Les citoyens ne peuvent pas être pris en otage à cause de la lenteur de l’État ou de l’humeur du chef. Il faut y mettre fin et faire une nouvelle circulaire pour l’ensemble des services de police pour qu’il délivrent les cartes d’identité en attendant que l’État nous donne les équipements pour faire des cartes d’identité biométriques.

Vous êtes membre d’ablogui, quelles actions comptez vous mener pour amener le gouvernement à résoudre rapidement ce problème ?

Notre principal objectif, c’est d’attirer de nouveau, l’attention du gouvernement et les ministres en charge de la question sur les préoccupations des guinéens quand à l’obtention de leurs cartes d’identités nationale. Car nous sommes tous, vous et moi concerné par cette question.

Nous sommes des jeunes et connaissons nos droits, nous savons donc les défendre quand il sera violé.
Nous avons lancé le débat sur Twitter, Facebook, sur les sites d’informations comme je le fais actuellement avec vous. Par de simples messages en interpelant le gouvernement pour qu’il réponde à nos préoccupations.

Sur Twitter @ablogui et Facebook/ablogui ou sur notre plateforme ablogui.com, vous pourrez voir l’ensemble des réactions sur le sujet avec le hashtag #Mapiecedidentite. Nous avons aussi publié des affiches et des posts sur Facebook et avons publié un communiqué. Nos membres font le lobbying et les blogueurs font des articles, des vidéos et des micros trottoir.

Nous prendrons attache très prochainement avec les ministres en leur adressant un courrier et espérons avoir une oreille attentive.

Pourquoi la campagne ? Comment vous comptez la mener? Qu’est-ce qui vous rassure que cette campagne va porter fruit et que le gouvernement entendra votre cri de coeur ?
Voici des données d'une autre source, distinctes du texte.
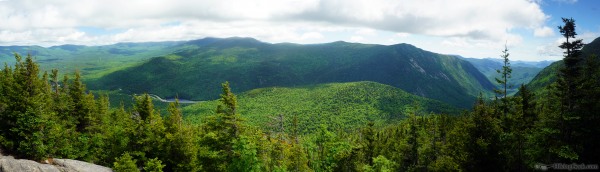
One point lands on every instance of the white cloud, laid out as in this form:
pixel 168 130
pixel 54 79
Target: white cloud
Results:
pixel 484 19
pixel 402 35
pixel 357 38
pixel 543 32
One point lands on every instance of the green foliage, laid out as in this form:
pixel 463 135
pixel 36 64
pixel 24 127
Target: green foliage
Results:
pixel 360 126
pixel 250 64
pixel 125 163
pixel 153 165
pixel 505 74
pixel 380 164
pixel 340 105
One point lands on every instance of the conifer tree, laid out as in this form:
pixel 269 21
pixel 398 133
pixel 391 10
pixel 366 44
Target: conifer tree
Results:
pixel 505 74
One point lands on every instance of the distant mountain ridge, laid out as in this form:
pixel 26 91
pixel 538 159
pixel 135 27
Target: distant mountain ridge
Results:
pixel 345 106
pixel 522 71
pixel 197 68
pixel 548 75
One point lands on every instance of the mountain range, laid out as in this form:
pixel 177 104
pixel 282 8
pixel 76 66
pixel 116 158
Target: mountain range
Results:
pixel 547 76
pixel 195 70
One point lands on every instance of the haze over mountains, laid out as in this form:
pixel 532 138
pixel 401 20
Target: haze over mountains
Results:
pixel 194 69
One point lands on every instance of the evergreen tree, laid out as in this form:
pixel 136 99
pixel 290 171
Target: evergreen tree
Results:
pixel 125 163
pixel 557 134
pixel 505 74
pixel 153 165
pixel 220 131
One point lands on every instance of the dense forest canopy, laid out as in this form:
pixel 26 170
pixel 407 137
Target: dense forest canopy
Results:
pixel 43 116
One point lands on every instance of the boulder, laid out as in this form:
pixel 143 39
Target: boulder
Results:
pixel 79 166
pixel 10 164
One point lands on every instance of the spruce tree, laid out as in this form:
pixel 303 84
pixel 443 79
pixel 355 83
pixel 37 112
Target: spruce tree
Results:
pixel 505 74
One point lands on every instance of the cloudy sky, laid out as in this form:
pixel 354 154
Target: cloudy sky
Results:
pixel 471 28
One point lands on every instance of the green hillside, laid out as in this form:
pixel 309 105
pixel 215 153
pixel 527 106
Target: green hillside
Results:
pixel 339 105
pixel 91 61
pixel 522 72
pixel 198 67
pixel 548 75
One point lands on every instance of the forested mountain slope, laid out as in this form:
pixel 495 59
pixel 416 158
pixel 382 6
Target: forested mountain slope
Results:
pixel 548 75
pixel 197 68
pixel 522 71
pixel 339 105
pixel 91 61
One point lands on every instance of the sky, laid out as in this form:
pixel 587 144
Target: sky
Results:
pixel 470 28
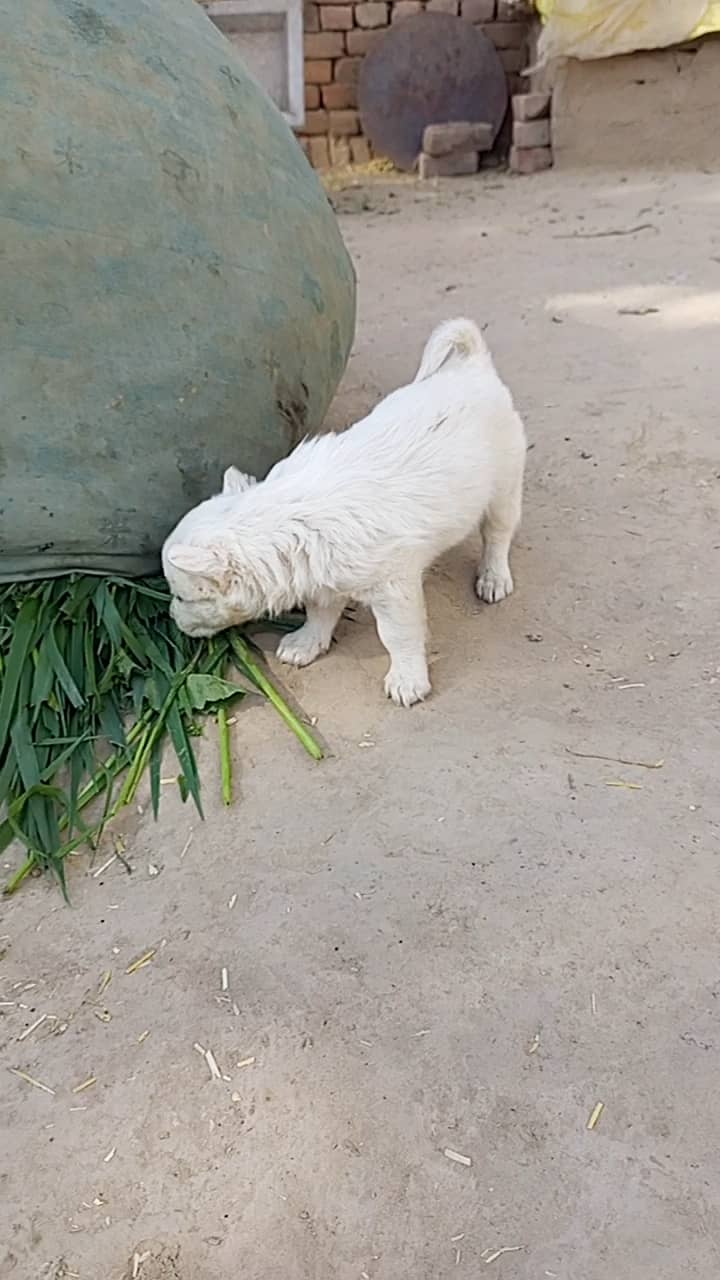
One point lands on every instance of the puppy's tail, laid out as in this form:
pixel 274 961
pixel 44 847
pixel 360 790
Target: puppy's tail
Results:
pixel 455 339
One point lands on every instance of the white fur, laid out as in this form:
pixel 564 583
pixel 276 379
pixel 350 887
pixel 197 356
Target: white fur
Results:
pixel 361 515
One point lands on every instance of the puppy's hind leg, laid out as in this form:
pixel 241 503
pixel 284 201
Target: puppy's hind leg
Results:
pixel 501 520
pixel 400 615
pixel 300 648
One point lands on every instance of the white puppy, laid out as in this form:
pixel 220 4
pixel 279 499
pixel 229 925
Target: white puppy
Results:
pixel 361 515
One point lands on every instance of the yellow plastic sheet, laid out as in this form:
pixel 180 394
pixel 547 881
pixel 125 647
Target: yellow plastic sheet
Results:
pixel 601 28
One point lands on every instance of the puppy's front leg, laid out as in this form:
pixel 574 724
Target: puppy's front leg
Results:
pixel 400 615
pixel 300 648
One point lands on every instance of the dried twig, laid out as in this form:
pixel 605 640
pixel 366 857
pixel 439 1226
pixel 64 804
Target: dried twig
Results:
pixel 595 1115
pixel 30 1079
pixel 506 1248
pixel 141 961
pixel 615 759
pixel 456 1157
pixel 611 231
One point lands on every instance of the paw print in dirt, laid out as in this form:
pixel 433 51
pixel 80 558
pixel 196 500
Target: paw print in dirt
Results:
pixel 154 1261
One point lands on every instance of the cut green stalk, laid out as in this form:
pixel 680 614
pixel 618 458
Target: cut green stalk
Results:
pixel 78 658
pixel 226 758
pixel 247 666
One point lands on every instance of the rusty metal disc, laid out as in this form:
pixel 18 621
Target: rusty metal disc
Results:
pixel 429 69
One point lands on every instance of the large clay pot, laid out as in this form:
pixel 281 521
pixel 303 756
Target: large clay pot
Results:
pixel 174 292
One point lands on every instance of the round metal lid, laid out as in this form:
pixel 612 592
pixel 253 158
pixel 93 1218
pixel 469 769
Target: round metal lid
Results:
pixel 429 69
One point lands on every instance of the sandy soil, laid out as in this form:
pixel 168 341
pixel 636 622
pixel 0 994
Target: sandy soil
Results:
pixel 454 933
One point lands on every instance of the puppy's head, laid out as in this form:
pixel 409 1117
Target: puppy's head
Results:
pixel 212 585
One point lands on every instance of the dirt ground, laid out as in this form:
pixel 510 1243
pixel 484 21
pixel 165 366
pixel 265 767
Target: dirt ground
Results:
pixel 477 920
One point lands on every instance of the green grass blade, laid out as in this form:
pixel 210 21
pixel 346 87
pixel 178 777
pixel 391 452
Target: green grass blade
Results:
pixel 247 666
pixel 23 632
pixel 226 757
pixel 185 754
pixel 155 762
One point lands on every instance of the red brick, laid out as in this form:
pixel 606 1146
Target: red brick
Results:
pixel 452 165
pixel 529 159
pixel 338 96
pixel 440 140
pixel 319 154
pixel 506 35
pixel 315 122
pixel 402 9
pixel 360 150
pixel 343 123
pixel 531 133
pixel 478 10
pixel 324 44
pixel 513 59
pixel 531 106
pixel 347 69
pixel 361 41
pixel 370 14
pixel 318 72
pixel 340 151
pixel 310 17
pixel 336 17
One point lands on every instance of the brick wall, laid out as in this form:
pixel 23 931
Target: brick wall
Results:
pixel 340 32
pixel 337 36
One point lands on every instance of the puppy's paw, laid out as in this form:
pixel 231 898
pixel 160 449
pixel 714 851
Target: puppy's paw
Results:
pixel 300 648
pixel 406 688
pixel 493 586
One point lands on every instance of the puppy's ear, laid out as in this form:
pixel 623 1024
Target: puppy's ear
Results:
pixel 236 481
pixel 200 562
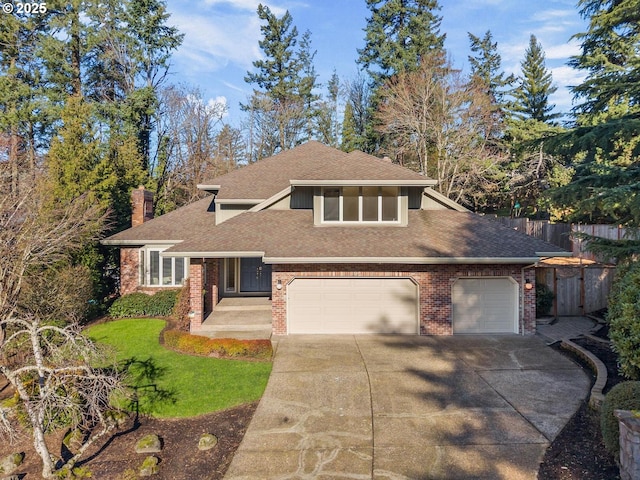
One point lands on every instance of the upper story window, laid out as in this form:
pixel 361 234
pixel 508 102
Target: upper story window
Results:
pixel 360 204
pixel 159 271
Comme je viens de vous le dire, notre campagne est aussi responsable qu’important ; nous sommes très gênés en effet de défendre ce genre de chose sur internet ou dans une mondialisation et une révolution des peuples ; l’idéal voudrait qu’on vente notre pays à l’international et être content des avancées ; mais hélas, nous sommes encore en 2016 à se plaindre en Guinée de ne pas avoir de carte d’identité.

Le Président Alpha Condé et son gouvernement doivent prendre leur responsabilité, ils sont à notre service nous le peuple et ce n’est pas le contraire ;

J’invite la jeunesse à mettre la pression sur leurs élus, d’aller les voir, chaque chef de secteur, chef de quartier, chef discret, maire, préfet, gouverneur, député pour exiger qu’on nous redonne notre dignité et que cette arnaque s’arrête enfin dans ce pays.

Avez-vous un dernier mot ?

Je vous remercie Monsieur Baldé et libreopinionguinee.com de m’avoir donner cette chance de lancer cet appel, ce cri du cœur à nos élus pour qu’ils apportent de l’espoir à cette jeunesse guinéenne qui ne demande pas la lune à décrocher. J’invite les jeunes à s’engager.

Vous, moi, les autres faites-vous entendre, prenez vos cartes d’électeurs quand il sera le moment, soyez vigilants, et exigeants, car notre voix doit porter et elle va porter quand nous s’aurons demander avec la bonne manière; la rue seule ne nous redonnera pas nos droits, il faut s’engager, faite de la politique, et cela, même à la base dans votre quartier et prenez la parole, on ne peut pas faire notre bonheur en notre absence.

J’invite aussi la jeunesse, les acteurs de la société civile, les organisations des défenses des droits de l’homme aux avocats de nous aider. Car si la situation dure, il va falloir porter plainte au prêt de la cours constitutionnelle pour que le gouvernement reviennent à cette décision, celle d’interdire l’édition de carte d’identité national non-biométrique. En attendant qu’il ait mis les moyens à disposition de la police.

J’encourage les jeunes à prendre la parole et à défendre leur droit, à s’engager pour la défense de nos libertés et des valeurs communes.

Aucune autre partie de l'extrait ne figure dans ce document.